BleepingComputer reported that CISA cyber security officials have enough visibility into active exploitation to issue this directive with confidence. That's the kind of intel they don't usually share unless they've seen it themselves across federal networks or partner organizations.

The Technical Side

Here's where it gets technical. Without diving into exploit code, these Roundcube flaws likely fall into categories like authentication bypass or remote code execution—the types of vulnerabilities that let attackers skip right past login screens or execute commands on your server. Think of it like someone finding a service entrance around the back instead of using the front door everyone's watching.

Roundcube's architecture makes it a prime target. It's written in PHP, runs on web servers, and handles sensitive credentials and email data.

And that combination is catnip for attackers. One successful exploitation could give you access to every email account on that server.

Who's Affected

Federal agencies are getting the mandate, sure. But here's the thing—if your organization runs Roundcube, you're affected too. This isn't a "government problem." Educational institutions, healthcare providers, hosting companies, nonprofits—anyone using Roundcube webmail is in scope.

The real question is: how many organizations out there are running vulnerable versions without even knowing it?

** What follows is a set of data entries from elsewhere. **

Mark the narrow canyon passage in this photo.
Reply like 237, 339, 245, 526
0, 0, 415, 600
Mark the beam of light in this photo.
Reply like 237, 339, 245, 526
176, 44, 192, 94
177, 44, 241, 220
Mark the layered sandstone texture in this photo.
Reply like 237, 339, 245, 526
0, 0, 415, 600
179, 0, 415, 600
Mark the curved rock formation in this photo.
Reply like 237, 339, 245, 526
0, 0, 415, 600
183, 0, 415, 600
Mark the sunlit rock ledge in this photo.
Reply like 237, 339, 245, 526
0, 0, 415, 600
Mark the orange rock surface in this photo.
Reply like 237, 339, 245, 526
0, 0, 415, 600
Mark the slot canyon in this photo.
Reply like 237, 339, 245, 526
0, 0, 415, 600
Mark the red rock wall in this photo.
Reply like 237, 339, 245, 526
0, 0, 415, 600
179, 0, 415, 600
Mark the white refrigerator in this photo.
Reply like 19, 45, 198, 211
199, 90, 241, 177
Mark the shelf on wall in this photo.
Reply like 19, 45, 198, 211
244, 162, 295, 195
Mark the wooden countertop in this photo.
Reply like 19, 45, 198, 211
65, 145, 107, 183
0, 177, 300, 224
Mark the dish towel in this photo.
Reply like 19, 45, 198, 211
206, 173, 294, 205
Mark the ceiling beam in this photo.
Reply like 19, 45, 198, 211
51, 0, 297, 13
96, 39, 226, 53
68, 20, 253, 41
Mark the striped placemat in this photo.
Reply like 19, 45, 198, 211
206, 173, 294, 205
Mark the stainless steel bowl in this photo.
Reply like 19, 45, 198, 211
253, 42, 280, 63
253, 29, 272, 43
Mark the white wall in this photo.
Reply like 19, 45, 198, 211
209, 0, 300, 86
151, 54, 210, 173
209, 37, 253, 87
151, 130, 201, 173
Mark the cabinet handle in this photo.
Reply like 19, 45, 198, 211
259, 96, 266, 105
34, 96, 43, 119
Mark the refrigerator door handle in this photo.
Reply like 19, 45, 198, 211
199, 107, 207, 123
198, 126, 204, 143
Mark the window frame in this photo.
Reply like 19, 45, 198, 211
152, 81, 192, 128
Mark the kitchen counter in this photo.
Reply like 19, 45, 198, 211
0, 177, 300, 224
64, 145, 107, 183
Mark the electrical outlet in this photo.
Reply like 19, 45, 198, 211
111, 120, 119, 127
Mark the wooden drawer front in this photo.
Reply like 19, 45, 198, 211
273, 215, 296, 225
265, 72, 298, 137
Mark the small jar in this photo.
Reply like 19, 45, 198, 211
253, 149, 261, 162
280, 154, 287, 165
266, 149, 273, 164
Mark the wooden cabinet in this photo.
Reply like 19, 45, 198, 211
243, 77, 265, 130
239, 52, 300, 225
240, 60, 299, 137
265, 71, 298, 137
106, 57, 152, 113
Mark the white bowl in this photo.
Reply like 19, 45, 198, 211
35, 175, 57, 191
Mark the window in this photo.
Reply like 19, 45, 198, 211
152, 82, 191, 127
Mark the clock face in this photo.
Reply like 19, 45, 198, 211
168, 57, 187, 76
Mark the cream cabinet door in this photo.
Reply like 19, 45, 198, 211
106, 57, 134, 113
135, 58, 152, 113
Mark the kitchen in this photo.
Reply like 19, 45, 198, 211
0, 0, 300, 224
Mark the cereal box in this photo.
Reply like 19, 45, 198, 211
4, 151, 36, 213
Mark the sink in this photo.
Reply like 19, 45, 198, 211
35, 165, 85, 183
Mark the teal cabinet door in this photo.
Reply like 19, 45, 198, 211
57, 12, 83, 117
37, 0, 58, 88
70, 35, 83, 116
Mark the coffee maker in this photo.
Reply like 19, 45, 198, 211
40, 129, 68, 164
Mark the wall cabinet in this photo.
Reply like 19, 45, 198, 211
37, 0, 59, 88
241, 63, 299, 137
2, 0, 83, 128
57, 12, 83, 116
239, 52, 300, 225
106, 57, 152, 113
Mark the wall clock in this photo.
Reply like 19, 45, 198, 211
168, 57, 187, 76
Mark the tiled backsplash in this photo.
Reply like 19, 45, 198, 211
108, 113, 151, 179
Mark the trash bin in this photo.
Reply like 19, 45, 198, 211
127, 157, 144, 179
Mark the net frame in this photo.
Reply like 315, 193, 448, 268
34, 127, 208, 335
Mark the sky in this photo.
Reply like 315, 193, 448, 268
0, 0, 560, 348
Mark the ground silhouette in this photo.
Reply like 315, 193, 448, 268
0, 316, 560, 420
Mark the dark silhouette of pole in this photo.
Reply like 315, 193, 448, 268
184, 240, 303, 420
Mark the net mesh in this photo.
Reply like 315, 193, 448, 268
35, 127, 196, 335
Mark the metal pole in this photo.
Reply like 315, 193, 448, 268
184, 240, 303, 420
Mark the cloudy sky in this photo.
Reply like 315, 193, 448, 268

Organizations that auto-update might be fine. Those managing updates manually? They're the ones CISA cyber security teams are worried about. And frankly, that's probably most of them.

What To Do Now

First: check what you're running. Log into your Roundcube instance and verify the version number. Compare it against the patched releases. Don't know your version number? That's actually a security problem you should fix regardless.

Second: patch immediately. Not "this week." Not "next sprint." The patches exist. Apply them. If you're running Roundcube in a containerized environment, rebuild your images. If it's on a traditional server, download the latest version and follow the upgrade documentation.

Third: if you can't patch immediately, consider disabling Roundcube until you can, then route users to a patched instance or a different webmail client temporarily. It's disruptive, but less disruptive than a compromised email server.

Fourth: implement monitoring. Check your access logs for unusual activity targeting Roundcube endpoints. Look for POST requests to suspicious paths, failed authentication attempts from unusual sources, or any signs of reconnaissance.

And finally—think about whether you even need Roundcube anymore. Modern IMAP clients, mobile apps, and cloud-based email are more secure and require less maintenance. Sometimes the best patch is architecture.